Reblogged this on DailyHistory.org and commented:
Tom Cutterham at the Junto asks an intriguing question “Is the History of Capitalism the History of Everything?” My immediate reaction is no, then yes, then no, then yes again. In other words, I am undecided. Capitalism is a pervasive system that has had a profound impact on our lives. Cutterham is troubled by the notion that capitalism is system that has always been present in human history because nothing could then be called pre-capitialism. It is an intriguing notion. Take a look at Cutterham’s post.
One could argue that capitalism is the natural by-product of free will, or at least the system most compatible with it, and that other systems have been efforts to thwart the exercise of free will via economic restraints. Capitalism would thus be more the natural state of economics in a human society. Trading/bartering would be the most natural state of capitalism than a currency-based system though me thinks.

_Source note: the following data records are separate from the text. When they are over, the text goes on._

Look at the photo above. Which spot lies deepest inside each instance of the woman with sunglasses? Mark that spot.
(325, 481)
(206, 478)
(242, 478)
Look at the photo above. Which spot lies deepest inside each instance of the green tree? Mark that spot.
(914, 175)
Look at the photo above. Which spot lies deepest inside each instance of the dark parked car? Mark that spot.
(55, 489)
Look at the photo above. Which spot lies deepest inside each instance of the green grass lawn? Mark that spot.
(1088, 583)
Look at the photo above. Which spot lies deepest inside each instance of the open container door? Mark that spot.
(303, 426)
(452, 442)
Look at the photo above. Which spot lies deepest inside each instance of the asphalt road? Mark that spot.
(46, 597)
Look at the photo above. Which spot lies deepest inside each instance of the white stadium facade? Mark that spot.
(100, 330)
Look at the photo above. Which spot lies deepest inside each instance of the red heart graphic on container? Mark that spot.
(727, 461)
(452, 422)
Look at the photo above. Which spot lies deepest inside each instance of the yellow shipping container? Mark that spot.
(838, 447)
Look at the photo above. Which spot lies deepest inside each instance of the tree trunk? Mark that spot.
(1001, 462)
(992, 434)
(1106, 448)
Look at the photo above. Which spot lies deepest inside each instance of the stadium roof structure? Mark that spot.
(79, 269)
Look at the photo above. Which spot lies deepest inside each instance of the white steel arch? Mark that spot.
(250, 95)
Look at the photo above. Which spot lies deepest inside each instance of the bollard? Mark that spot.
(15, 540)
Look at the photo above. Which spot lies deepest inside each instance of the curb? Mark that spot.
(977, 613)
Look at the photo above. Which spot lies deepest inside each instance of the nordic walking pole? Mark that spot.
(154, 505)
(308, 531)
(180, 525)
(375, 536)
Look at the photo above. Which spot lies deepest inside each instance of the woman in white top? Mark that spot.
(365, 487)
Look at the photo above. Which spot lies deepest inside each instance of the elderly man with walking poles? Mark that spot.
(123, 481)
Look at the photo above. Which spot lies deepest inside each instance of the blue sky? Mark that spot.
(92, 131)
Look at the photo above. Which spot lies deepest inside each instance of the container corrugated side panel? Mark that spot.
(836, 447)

Defining capitalism is new to me. Well, at least my own active interest in trying to describe the meaning of the word.
Extensive time working for government agencies and Fortune 500 companies has led me to throw out any simple definition I carried around in my head most of my life. Mostly because I’ve seen the rapid disappearance of private capital during my life time. A significant amount of companies are now fueled by passive investors. I saw first hand in the real estate sector, both commercial and residential, how passive investments changed the decision making process of corporations. Spending money became more about generating profits for individuals in the company, as opposed to the company itself.
I spent last year teaching policy and program evaluation at USC’s Price School of Public Policy, and I admit to catching the bug to better understand how the public perceives capitalism. I’m combining this with my interest in history and specifically looking at the evolution of capitalism in mining camps in Montana. I have an individual in particular that did very well, became one of the wealthiest men in America, but embraced socialism.
I appreciate the insights in your posts, the comments that followed, and your footnotes!